Each column of the matrix is of the form $[n^2,(n+1)^2,(n+2)^2,(n+3)^2]^T$. The book’s expansion of $(n+3)^2$ shows you that the third row is a linear combination of the first three, which means that $\lambda$ must be the same linear combination of the first three elements of the vector.

Answer 2

You can solve this by row reducing the augmented matrix into echelon form.

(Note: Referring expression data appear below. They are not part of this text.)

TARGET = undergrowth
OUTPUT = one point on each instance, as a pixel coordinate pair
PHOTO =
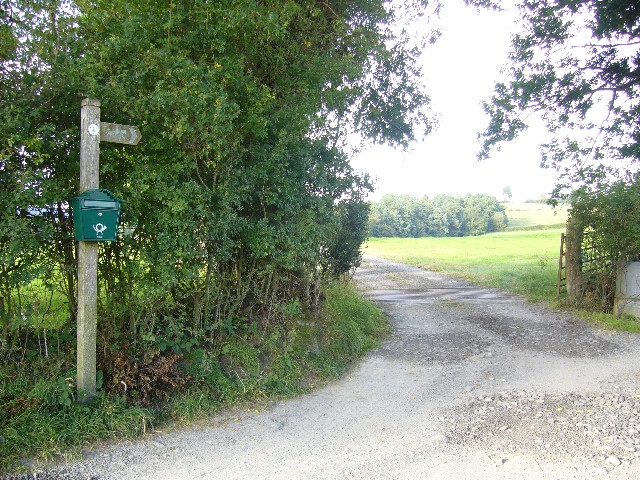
(41, 421)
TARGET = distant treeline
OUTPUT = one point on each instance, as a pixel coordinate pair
(440, 216)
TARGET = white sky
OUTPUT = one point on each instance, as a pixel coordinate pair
(460, 71)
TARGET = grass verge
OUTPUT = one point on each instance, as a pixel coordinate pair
(39, 421)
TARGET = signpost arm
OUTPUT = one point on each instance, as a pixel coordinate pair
(88, 255)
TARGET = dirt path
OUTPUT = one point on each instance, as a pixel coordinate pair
(471, 384)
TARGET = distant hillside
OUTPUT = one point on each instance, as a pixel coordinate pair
(527, 215)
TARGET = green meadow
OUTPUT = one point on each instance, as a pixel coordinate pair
(535, 215)
(523, 262)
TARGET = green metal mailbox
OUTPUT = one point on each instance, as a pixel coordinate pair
(96, 214)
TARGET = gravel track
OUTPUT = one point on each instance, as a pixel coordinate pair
(472, 383)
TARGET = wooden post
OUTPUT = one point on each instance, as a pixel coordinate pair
(88, 256)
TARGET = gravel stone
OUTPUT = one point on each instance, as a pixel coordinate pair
(470, 383)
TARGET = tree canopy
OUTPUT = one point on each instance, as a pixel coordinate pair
(575, 65)
(240, 194)
(440, 216)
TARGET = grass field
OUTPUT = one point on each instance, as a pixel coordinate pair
(523, 262)
(529, 215)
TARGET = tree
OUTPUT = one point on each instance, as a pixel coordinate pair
(240, 193)
(576, 66)
(506, 193)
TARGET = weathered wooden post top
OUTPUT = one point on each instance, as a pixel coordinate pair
(96, 215)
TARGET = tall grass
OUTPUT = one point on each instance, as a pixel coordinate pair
(39, 419)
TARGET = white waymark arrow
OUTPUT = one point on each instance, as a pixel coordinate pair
(116, 133)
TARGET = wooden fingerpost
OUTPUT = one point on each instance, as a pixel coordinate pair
(88, 256)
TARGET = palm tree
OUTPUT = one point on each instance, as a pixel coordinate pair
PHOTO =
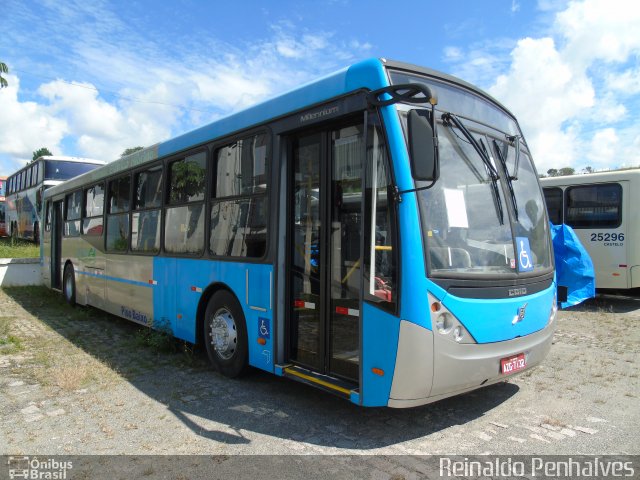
(3, 69)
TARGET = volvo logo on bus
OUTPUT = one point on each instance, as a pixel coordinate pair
(516, 292)
(522, 311)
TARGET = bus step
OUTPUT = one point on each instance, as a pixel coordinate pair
(329, 384)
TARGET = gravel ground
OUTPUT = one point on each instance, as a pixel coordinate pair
(78, 381)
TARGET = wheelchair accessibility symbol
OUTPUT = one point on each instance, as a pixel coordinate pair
(263, 328)
(524, 254)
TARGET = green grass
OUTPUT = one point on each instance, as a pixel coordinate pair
(18, 249)
(8, 343)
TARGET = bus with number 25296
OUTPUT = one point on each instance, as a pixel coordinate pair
(599, 207)
(379, 233)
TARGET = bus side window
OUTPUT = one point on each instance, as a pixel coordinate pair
(72, 204)
(380, 252)
(184, 218)
(147, 203)
(553, 199)
(93, 207)
(118, 214)
(239, 211)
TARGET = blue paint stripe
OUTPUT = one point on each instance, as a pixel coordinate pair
(116, 279)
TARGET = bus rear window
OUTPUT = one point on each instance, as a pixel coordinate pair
(64, 170)
(594, 206)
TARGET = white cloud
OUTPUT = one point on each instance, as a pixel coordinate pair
(575, 88)
(626, 82)
(565, 86)
(599, 30)
(26, 126)
(603, 148)
(139, 90)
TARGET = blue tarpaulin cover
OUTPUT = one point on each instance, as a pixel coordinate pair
(574, 268)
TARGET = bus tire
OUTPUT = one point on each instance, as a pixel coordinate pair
(225, 334)
(69, 285)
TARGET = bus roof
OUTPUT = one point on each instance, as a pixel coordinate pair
(368, 74)
(588, 178)
(72, 159)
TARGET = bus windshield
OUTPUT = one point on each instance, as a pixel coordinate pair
(474, 223)
(64, 170)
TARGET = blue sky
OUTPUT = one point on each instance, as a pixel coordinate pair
(92, 78)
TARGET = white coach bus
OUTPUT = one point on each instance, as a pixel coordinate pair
(604, 210)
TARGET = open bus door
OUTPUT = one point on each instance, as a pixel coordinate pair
(56, 245)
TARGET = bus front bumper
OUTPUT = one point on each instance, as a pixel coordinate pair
(450, 368)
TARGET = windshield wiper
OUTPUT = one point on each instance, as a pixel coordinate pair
(503, 161)
(450, 119)
(516, 141)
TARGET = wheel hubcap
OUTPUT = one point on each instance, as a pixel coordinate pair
(224, 337)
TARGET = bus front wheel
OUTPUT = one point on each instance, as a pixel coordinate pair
(69, 285)
(225, 334)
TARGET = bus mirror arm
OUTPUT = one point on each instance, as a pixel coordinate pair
(423, 145)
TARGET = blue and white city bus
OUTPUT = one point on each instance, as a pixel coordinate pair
(25, 189)
(379, 233)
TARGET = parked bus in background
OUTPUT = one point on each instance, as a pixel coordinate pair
(350, 234)
(3, 193)
(603, 210)
(26, 187)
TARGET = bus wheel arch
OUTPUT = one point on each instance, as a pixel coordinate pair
(223, 331)
(69, 283)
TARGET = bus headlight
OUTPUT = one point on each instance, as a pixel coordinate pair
(447, 325)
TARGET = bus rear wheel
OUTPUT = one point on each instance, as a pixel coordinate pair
(69, 285)
(225, 334)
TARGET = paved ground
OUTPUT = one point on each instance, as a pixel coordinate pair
(77, 381)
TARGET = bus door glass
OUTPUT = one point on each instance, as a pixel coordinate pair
(56, 245)
(325, 249)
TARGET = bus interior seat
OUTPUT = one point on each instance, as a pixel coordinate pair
(447, 257)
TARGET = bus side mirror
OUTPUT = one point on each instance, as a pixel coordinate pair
(422, 148)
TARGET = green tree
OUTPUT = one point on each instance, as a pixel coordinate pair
(129, 151)
(3, 69)
(40, 153)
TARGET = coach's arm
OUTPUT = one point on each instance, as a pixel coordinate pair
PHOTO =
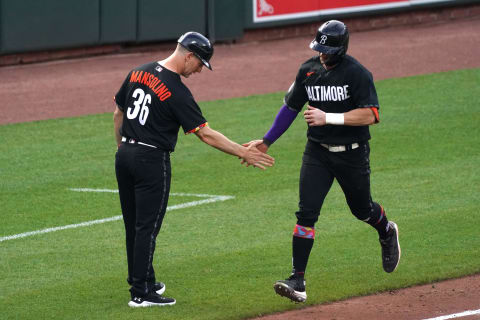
(117, 124)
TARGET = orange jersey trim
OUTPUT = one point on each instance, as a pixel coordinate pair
(203, 125)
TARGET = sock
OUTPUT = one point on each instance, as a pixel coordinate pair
(302, 243)
(379, 220)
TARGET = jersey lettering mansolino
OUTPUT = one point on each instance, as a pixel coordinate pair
(151, 81)
(347, 86)
(156, 103)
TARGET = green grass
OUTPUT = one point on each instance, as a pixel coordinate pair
(220, 260)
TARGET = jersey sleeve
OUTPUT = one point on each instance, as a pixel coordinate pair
(189, 115)
(364, 94)
(296, 96)
(121, 97)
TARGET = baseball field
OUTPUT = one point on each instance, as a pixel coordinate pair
(219, 258)
(227, 234)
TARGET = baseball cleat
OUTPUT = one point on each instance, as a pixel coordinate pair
(159, 287)
(152, 299)
(391, 249)
(292, 288)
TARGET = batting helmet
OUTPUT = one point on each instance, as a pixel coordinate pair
(199, 45)
(332, 39)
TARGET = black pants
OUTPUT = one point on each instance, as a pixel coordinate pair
(319, 168)
(143, 176)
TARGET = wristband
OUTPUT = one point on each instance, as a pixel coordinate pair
(335, 118)
(267, 142)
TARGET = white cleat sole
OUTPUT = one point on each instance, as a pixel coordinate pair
(287, 292)
(398, 242)
(161, 291)
(145, 304)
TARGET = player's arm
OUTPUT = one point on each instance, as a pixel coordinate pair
(250, 154)
(355, 117)
(117, 124)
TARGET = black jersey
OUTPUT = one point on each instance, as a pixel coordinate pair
(156, 103)
(347, 86)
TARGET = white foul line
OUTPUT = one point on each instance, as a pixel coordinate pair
(456, 315)
(210, 199)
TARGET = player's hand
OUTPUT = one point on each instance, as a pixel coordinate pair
(255, 157)
(261, 146)
(314, 116)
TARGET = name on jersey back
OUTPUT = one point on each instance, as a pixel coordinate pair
(327, 93)
(151, 81)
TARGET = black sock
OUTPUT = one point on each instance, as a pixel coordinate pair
(301, 248)
(379, 220)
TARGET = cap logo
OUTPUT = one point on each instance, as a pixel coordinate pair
(323, 39)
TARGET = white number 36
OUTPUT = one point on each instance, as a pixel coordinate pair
(141, 104)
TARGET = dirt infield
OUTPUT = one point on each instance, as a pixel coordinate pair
(86, 86)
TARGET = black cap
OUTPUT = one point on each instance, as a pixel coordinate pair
(331, 38)
(199, 45)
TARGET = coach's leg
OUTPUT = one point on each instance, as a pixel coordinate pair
(126, 190)
(152, 191)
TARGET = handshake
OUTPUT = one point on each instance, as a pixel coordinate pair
(256, 155)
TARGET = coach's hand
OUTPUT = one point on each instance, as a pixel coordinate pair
(314, 116)
(255, 156)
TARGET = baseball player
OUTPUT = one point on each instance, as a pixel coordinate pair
(151, 106)
(342, 103)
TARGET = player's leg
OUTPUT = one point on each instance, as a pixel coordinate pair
(352, 171)
(315, 182)
(152, 191)
(126, 190)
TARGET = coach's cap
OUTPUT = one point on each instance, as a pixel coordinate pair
(199, 45)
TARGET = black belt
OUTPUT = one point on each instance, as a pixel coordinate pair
(340, 148)
(134, 141)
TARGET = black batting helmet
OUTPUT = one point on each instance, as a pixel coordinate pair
(199, 45)
(332, 38)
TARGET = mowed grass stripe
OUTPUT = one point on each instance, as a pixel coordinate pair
(210, 199)
(220, 261)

The augmented matrix is given by:

$$ \left[ \begin{array}{ccc|c} 1^2&2^2&3^2&1\\ 2^2&3^2&4^2&4\\ 3^2&4^2&5^2&10\\ 4^2&5^2&6^2&\lambda\\ \end{array} \right] $$

Row reducing leads to:

$$ \left[ \begin{array}{ccc|c} 1^2&2^2&3^2&1\\ 0&-7&-20&0\\ 0&0&\frac{8}{7}&1\\ 0&0&0&\lambda-19\\ \end{array} \right] $$

This system is only consistent if $\lambda - 19 = 0$ , therefore $\lambda = 19$.

Answer 3

I don't have a complete answer but I do notice that the equation $n^2-3(n+1)^2+3(n+2)^2=(n+3)^2$ shows that when $[x,y,z]=[1,-3,3]$ then the top three rows of the matrix times $[x,y,z]^T$ equals the (transpose of the) fourth row. And it also equals $[1,4,10]^T$. And the second equation is $[1,4,10]\times[1,-3,3]^T=\lambda$.